TECHNOLOGIA · CYBERBEZPIECZEŃSTWO · BIZNES

Doxing niszczy kariery i życie osobiste ofiar

Doxing jest stosunkowo nowym zjawiskiem, jednak ten wyjątkowo niebezpieczny proceder może zrujnować nie tylko karierę zawodową, ale również życie osobiste ofiary.

Internauci zamieszczają w mediach społecznościowych, forach dyskusyjnych czy serwisach ogłoszeniowych oprócz danych osobowych, również informacje o swoich preferencjach, sympatiach politycznych czy przygodach miłosnych. W ten sposób zostawiają po sobie w wirtualnym świecie liczne ślady. Nie wszyscy zdają sobie z tego sprawę, iż istnieje grupa osób gromadzących i analizujących tego typu informacje, a następnie starających się je połączyć w logiczną całość. Zjawisko to nazywa się doxingiem i wywodzi się od angielskiego słowa documents i skrótu dox(od docs).

Doxing wymaga bardzo dużego wkładu pracy i zdolności analitycznych. Osoby zajmujące się tym procederem nie stanowią jakiejś określony grupy, lecz tym co je łączy jest doskonała znajomość mechanizmów i procesów zachodzących w Internecie. Doxingiem mogą zajmować się zarówno cyberprzestępcy, jak i różnego rodzaju aktywiści.

– Osoby zaangażowane w ten proceder koncentrują się przede wszystkim na mediach społecznościowych, ale zdobywają też dane dzięki włamaniom do serwisów internetowych oraz różnego rodzaju socjotechnikom. Ich zadaniem jest zdobycie jak największej liczby informacji na temat konkretnej osoby lub organizacji – zauważa Mariusz Politowicz z firmy Marken, dystrybutora rozwiązań Bitdefender w Polsce.
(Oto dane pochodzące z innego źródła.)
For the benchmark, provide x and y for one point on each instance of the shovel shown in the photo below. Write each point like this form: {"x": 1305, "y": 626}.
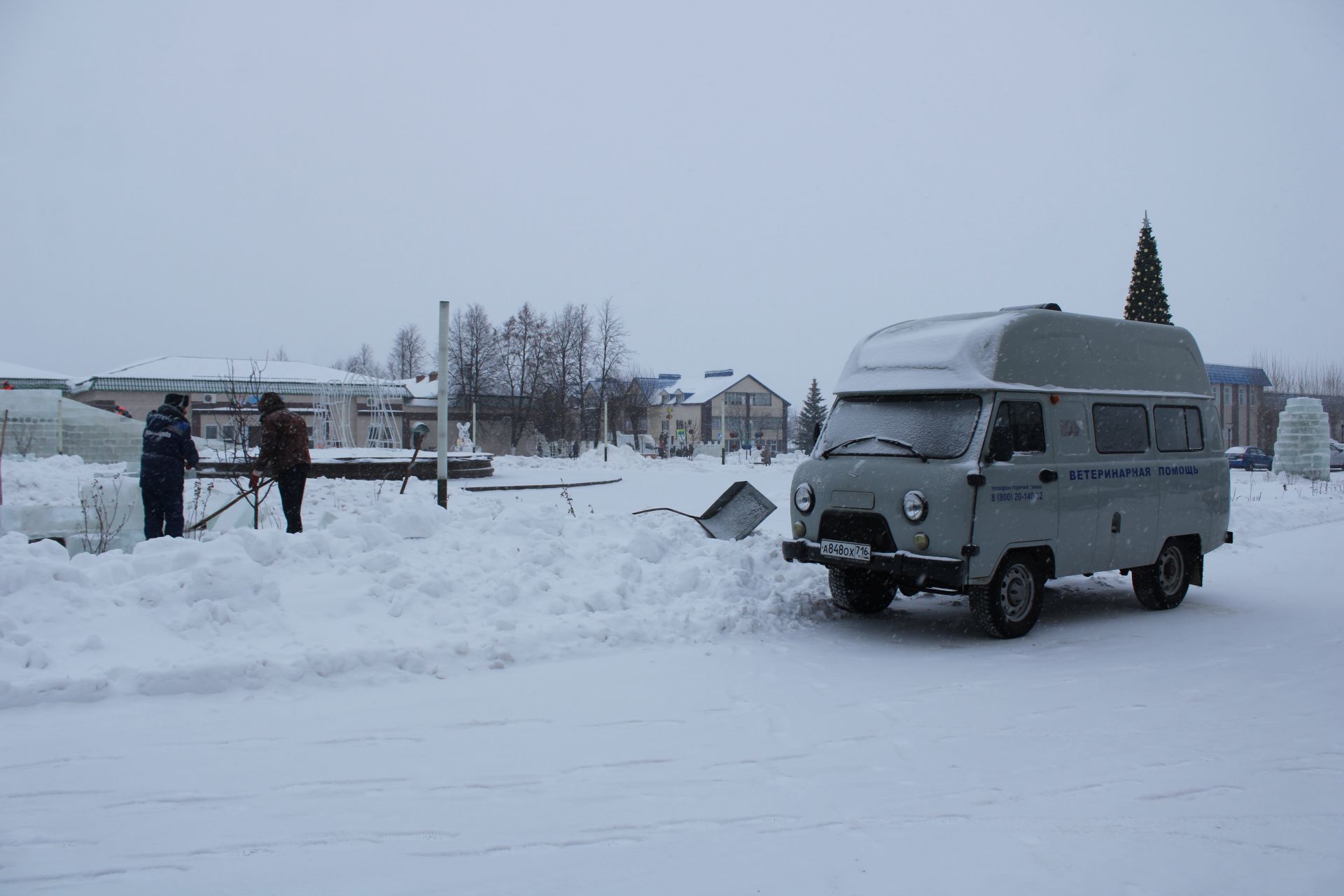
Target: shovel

Ostatecznym celem doxingu jest udostępnienie pozyskanych danych szerokiemu gronu internautów, upokorzenie i nękanie ofiary, szantaż i wymuszenia związane z groźbą publikacji pozyskanych materiałów. Ofiarą doxingu może być każdy kto udziela się w Internecie. Im więcej informacji udostępniamy o sobie, tym łatwiej połączyć jest je w spójną całość. Konsekwencje doxingu dla ofiary zależą od napastnika, a konkretnie na ile zamierza jej uprzykrzyć życie bądź karierę zawodową czy polityczną. Przed doxingiem można się bronić, podejmując działania ograniczające do minimum prawdopodobieństwo, że padnie się jego ofiarą.

– Jedną z podstawowych czynności powinna być zmiana ustawień dotyczących prywatności na portalach społecznościowych, tak aby zdjęcia oraz informacje w profilu były dostępne wyłącznie dla znajomych. Warto też pomyśleć o utworzeniu osobnego adresu e-mail oraz numeru telefonu do rejestracji w serwisach internetowych lub publikowania ogłoszeń w sieci. Coraz częściej stosowaną praktyką jest też korzystanie z VPN pozwalającego ukryć IP internauty – doradza Mariusz Politowicz.